Para o líder comunista, a "passagem à segunda volta de António José Seguro e André Ventura configura um quadro em que, do desfecho das eleições, não é possível afastar do exercício das funções presidenciais uma clara identificação com a política direita e o que ela representa de apoio e promoção dos interesses dos grupos económicos".
"Face às candidaturas em presença, impõe-se impedir a possibilidade de vir-se a instalar como Presidente da República alguém que, para lá do compromisso com a política de direita e de partilha de muitas das opções do atual Governo e de maioria parlamentar, assume de forma clara uma agenda e conceções reacionárias retrógradas, antidemocráticas de questionamento do regime democrático e de ostensiva desvalorização e ataque à Revolução de Abril", afirmou.
Paulo Raimundo, que discursou logo depois de António Filipe, o candidato presidencial apoiado pelo PCP e PEV, referiu que o resultado obtido "fica aquém do valor da sua candidatura e da candidatura que é portadora do rumo necessário e da resposta aos problemas que afetam os trabalhadores, o povo e a juventude, seja no âmbito das eleições, seja para lá das eleições".
"Um resultado construído num quadro de uma campanha eleitoral de tratamento desigual, de promoção e favorecimento de outras candidaturas, focada no acessório para ocultar e dissimular as questões cruciais da vida nacional (...). Uma campanha marcada pela chantagem, condicionamento e opção de livre voto", afirmou ainda.
Para o líder comunista, "a intensificação da ofensiva do Governo, suportada no apoio do Chega e da Iniciativa Liberal, e contando com a cumplicidade do PS, assegurando desde logo a acumulação colossal dos lucros nos grupos económicos, está a promover o agravamento da exploração, das injustiças, das condições de vida dos trabalhadores do povo e da juventude".

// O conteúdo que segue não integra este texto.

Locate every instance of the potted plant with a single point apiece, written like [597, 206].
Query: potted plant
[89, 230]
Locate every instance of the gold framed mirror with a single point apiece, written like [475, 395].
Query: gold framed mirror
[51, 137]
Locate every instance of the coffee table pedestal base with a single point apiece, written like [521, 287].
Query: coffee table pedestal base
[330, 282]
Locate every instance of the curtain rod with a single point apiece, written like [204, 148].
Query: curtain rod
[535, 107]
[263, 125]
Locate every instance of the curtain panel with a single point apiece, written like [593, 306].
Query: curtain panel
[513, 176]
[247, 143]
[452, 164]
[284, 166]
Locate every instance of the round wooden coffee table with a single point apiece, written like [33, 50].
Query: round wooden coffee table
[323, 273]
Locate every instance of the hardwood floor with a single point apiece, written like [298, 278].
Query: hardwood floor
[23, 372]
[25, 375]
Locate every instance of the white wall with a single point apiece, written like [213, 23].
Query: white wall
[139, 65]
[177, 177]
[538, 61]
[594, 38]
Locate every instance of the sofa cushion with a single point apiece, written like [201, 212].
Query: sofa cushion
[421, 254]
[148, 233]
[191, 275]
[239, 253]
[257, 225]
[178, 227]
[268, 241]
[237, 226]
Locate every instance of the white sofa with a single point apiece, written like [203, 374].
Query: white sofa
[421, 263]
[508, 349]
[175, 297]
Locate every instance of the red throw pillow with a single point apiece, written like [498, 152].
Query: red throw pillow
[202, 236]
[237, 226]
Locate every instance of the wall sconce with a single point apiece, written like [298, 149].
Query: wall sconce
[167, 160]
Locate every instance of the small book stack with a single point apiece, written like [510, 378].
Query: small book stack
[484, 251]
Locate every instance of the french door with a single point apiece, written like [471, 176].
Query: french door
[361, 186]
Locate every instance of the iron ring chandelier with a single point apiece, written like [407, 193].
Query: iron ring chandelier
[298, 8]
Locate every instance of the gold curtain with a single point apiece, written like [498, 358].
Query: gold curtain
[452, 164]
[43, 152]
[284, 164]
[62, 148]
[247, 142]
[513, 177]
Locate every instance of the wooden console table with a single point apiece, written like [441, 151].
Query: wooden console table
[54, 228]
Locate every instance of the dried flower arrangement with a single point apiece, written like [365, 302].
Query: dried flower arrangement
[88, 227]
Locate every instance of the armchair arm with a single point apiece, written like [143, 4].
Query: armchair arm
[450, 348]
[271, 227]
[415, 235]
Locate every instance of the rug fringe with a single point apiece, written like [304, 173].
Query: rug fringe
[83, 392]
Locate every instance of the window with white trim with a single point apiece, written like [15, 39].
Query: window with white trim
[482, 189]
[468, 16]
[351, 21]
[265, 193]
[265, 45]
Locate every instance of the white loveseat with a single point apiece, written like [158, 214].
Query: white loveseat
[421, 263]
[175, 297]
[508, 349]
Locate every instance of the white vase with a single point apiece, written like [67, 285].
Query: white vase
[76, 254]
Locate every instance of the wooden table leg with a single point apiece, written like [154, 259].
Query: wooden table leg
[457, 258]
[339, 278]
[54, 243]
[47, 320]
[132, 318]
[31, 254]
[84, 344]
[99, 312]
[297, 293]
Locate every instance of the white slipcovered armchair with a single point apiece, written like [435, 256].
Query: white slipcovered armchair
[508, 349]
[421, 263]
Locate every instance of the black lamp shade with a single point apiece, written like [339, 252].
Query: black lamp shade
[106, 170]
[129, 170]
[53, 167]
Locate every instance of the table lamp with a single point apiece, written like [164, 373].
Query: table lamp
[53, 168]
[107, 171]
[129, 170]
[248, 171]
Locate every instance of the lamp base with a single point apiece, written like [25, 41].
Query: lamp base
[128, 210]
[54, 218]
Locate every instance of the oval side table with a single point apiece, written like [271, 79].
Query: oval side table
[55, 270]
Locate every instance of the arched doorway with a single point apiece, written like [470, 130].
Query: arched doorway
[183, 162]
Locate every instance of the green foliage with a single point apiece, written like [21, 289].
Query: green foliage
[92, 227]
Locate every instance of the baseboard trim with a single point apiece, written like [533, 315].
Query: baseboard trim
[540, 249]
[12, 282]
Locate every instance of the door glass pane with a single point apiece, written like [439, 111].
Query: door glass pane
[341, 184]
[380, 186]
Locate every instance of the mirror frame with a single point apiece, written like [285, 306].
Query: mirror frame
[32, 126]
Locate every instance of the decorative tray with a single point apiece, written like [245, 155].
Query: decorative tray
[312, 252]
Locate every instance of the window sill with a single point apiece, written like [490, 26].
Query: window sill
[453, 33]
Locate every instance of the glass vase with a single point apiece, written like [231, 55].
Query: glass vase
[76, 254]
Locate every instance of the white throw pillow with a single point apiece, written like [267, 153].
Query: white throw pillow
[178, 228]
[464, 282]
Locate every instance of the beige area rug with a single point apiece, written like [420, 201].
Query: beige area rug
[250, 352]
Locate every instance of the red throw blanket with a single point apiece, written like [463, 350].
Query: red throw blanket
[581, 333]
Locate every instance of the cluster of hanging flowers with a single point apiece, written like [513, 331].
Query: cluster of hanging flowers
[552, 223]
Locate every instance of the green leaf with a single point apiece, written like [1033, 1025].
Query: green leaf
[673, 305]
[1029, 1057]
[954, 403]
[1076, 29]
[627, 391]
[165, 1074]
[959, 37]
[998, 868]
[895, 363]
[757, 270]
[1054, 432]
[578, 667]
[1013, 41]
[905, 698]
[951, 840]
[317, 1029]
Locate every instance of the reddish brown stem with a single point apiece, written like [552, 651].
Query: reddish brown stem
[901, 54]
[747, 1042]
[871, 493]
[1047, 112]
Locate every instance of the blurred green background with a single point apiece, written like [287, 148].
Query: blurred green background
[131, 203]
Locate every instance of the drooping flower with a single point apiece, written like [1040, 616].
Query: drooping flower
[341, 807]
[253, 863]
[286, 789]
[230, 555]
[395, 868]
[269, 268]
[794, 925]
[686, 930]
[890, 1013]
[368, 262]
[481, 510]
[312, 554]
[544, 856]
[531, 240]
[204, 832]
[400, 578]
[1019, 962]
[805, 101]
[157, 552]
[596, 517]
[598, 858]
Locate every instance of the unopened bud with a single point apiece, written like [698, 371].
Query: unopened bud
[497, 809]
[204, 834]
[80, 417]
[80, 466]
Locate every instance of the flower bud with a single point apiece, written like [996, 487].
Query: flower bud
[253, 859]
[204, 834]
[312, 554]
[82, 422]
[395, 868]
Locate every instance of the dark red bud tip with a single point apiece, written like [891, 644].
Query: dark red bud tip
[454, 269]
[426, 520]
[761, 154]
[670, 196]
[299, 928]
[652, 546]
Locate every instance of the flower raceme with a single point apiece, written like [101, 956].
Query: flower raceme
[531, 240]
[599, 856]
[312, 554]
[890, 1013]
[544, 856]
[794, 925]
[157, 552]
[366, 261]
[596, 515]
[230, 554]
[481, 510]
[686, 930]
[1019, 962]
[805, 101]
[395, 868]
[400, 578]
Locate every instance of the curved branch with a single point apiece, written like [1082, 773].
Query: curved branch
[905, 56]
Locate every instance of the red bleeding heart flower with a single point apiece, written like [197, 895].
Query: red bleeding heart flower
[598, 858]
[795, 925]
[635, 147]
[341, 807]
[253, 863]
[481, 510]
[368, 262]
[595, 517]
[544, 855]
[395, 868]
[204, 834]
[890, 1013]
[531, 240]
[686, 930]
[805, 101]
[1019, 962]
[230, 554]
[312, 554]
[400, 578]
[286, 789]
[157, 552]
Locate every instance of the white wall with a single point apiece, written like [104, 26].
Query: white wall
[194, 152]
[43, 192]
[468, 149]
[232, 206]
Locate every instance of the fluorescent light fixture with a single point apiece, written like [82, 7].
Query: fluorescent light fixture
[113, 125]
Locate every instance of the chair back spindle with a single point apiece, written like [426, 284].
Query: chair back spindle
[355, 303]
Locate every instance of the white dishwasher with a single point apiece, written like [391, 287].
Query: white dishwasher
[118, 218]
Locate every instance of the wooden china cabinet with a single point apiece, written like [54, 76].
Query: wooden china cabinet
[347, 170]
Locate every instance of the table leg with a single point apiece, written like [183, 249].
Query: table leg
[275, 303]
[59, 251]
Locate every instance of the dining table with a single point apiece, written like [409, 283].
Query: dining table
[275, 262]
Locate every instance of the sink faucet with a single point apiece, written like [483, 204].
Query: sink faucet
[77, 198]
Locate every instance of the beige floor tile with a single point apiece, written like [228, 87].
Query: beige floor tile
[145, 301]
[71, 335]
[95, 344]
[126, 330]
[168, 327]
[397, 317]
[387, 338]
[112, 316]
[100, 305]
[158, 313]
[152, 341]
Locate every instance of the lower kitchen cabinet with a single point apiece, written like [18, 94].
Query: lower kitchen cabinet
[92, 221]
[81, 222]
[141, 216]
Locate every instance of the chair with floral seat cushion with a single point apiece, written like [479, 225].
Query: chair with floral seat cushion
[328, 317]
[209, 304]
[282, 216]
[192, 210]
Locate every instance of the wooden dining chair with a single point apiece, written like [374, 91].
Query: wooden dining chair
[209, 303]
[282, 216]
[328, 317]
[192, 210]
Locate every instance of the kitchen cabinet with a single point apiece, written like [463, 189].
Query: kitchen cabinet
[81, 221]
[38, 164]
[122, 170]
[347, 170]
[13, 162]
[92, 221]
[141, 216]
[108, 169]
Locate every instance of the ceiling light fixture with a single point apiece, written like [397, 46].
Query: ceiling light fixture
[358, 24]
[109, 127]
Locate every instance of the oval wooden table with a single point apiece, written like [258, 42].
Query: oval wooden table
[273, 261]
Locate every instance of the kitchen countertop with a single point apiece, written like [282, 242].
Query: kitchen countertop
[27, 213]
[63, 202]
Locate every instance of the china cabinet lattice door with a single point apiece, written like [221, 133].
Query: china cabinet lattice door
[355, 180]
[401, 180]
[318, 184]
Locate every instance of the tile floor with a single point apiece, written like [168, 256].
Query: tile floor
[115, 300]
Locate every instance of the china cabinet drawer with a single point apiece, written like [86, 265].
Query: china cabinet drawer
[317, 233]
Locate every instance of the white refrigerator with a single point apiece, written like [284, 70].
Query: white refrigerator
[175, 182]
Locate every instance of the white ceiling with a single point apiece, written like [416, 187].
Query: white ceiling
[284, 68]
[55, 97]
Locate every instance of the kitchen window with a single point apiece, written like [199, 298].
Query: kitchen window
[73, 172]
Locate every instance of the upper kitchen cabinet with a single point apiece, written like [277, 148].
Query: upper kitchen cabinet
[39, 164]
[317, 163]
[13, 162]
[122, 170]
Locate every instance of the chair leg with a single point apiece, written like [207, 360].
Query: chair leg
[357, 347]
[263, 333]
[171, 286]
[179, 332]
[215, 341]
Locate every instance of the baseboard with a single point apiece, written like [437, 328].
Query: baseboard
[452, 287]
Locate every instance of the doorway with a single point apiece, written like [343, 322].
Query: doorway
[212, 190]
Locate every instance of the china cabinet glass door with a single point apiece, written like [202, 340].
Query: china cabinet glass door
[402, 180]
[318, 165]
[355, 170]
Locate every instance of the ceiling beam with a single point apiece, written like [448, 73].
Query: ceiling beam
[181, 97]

Acrescentou ainda que a "situação do país, os problemas económicos e sociais, a ofensiva do Governo com a sua política de agravamento da exploração e empobrecimento, exigem o desenvolvimento da luta contra o pacote laboral, pela sua retirada, pelo aumento dos salários e das pensões, pela melhoria das condições de vida, pela defesa e valorização dos serviços públicos, desde logo do Serviço Nacional de Saúde, da escola pública, da Segurança Social, pelo direito à habitação e em prol da paz e da solidariedade e cooperação entre os povos".
"Saudando e valorizando esta luta intensa, esta luta imensa que está em curso dos trabalhadores das populações e da juventude, reafirmamos que podem contar com o PCP na defesa dos direitos para uma vida melhor, pela rutura com a política de direita e para criar as condições para abrir o rumo daquilo que se impõe, daquilo que esta candidatura transportou dessa política alternativa, patriótica e de esquerda", concluiu Paulo Raimundo.